7.     Company B was a demerger subsidiary of Company A because Company A owned ownership interests in Company B that carried more than 20% of the rights to any distribution of income and capital, and the right to exercise more than 20% of the voting power of Company B (subsection 125-65(6)).

Demerger

8.     Subsection 125-70(1) describes when a demerger happens. A demerger happened to the Company A demerger group because:

•        there was a restructuring (paragraph 125-70(1)(a)), and Company A disposed of at least 80% of its shares in Company B to the owners of Company A (subparagraph 125-70(1)(b)(i));

•        under the restructuring, a CGT event happened to the shares in Company A when the in-specie distribution was made under the demerger (CGT event G1), and the Company A shareholders acquired new shares in Company B and nothing else (subparagraph 125-70(1)(c)(ii));

•        shares in Company B were acquired by the Company A shareholders on the basis of their ownership of shares in Company A (paragraph 125-70(1)(d) and subparagraph 125-70(1)(e)(i));

•        paragraph 125-70(1)(f) has been repealed;

•        neither Company A nor Company B are superannuation funds (paragraph 125-70(1)(g));

•        the requirements of paragraph 125-70(1)(h) are satisfied as:

(i) the Company A shareholders acquired shares in Company B in the same proportion as they owned shares in Company A just before the demerger (paragraph 125-70(2)(a));

(ii) the Company A shareholders owned shares in Company A and Company B that (just after the demerger) represented the same proportionate total market value as their Company A shares represented (just before the demerger) (paragraph 125-70(2)(b));

•        under the scheme, a buy-back of shares for the purposes of Division 16K of Part III of the ITAA 1936 did not occur (subsection 125-70(4)); and

•        there was no rollover available under another provision for any CGT events that happened to the Company A shares under the restructure (subsection 125-70(5)).
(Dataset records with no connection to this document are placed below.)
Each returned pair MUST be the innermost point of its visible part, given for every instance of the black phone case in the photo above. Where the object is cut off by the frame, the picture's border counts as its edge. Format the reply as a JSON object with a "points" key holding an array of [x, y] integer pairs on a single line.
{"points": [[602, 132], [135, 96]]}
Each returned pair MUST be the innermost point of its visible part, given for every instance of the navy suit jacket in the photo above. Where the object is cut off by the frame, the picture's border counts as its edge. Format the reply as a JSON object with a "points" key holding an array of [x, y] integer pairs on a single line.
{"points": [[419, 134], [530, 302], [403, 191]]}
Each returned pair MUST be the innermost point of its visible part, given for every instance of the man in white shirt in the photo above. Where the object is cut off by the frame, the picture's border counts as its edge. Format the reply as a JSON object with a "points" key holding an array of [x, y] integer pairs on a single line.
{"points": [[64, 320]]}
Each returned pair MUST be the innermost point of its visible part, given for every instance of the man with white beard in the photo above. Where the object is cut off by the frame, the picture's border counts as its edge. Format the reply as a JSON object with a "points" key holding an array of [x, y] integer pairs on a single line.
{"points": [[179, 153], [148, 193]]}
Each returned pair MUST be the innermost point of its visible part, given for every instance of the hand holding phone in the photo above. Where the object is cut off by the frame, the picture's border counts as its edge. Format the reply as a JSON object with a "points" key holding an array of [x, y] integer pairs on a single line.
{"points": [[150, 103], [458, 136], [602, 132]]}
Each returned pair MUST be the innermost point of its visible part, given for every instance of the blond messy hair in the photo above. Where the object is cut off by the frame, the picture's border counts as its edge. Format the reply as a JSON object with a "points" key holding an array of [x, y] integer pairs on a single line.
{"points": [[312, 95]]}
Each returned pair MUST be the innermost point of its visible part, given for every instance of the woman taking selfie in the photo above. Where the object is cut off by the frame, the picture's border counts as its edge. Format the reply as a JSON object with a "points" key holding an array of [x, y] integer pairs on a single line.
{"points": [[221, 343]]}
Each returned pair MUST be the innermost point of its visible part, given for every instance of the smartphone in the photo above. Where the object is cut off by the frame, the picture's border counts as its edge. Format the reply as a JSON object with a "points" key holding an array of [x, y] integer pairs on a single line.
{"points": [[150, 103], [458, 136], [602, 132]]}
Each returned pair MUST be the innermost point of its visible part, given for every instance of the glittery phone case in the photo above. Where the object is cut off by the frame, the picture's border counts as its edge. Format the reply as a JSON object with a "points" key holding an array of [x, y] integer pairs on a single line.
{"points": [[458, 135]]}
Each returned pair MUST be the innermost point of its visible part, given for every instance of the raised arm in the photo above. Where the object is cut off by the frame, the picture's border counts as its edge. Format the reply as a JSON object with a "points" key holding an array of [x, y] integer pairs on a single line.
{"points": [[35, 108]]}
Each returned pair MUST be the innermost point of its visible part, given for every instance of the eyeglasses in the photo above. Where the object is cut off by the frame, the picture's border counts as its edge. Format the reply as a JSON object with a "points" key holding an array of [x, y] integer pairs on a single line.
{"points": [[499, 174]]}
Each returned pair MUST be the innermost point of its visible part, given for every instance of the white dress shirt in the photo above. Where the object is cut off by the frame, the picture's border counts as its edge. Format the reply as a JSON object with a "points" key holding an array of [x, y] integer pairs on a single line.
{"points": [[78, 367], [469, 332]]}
Company B is the demerged entity

9.     Subsection 125-70(6) defines a demerged entity to be a former member of a demerger group in which ownership interests are acquired by shareholders of the head entity under a demerger.

10.  In the present circumstances, Company B is the demerged entity since the Company A shareholders received shares in Company B under a demerger.

Company A is the demerging entity

11.  Subsection 125-70(7) defines a demerging entity to be a member of a demerger group who disposes of at least 80% of its total ownership interests in another member of the demerger group to owners of original interests in the head entity under a demerger.

12.  In the present circumstances, Company A is the demerging entity since it disposed of 100% of its shares in Company B to the Company A shareholders under a demerger.

Conclusion

13.  As previously highlighted, section 125-155 provides that any capital gain or capital loss made by a demerging entity from certain CGT events (including CGT event A1) happening to its ownership interests in a demerged entity under a demerger is disregarded.

14.  As detailed above, in the present case:

•        Company A is the demerging entity,

•        CGT event A1 happened when Company A disposed of its shares in Company B to its shareholders (per section 104-10), and

•        this disposal happened under a demerger.

15.  Therefore, any capital gain or capital loss made by Company A when CGT event A1 happened on the disposal of its shares in Company B under the demerger is disregarded.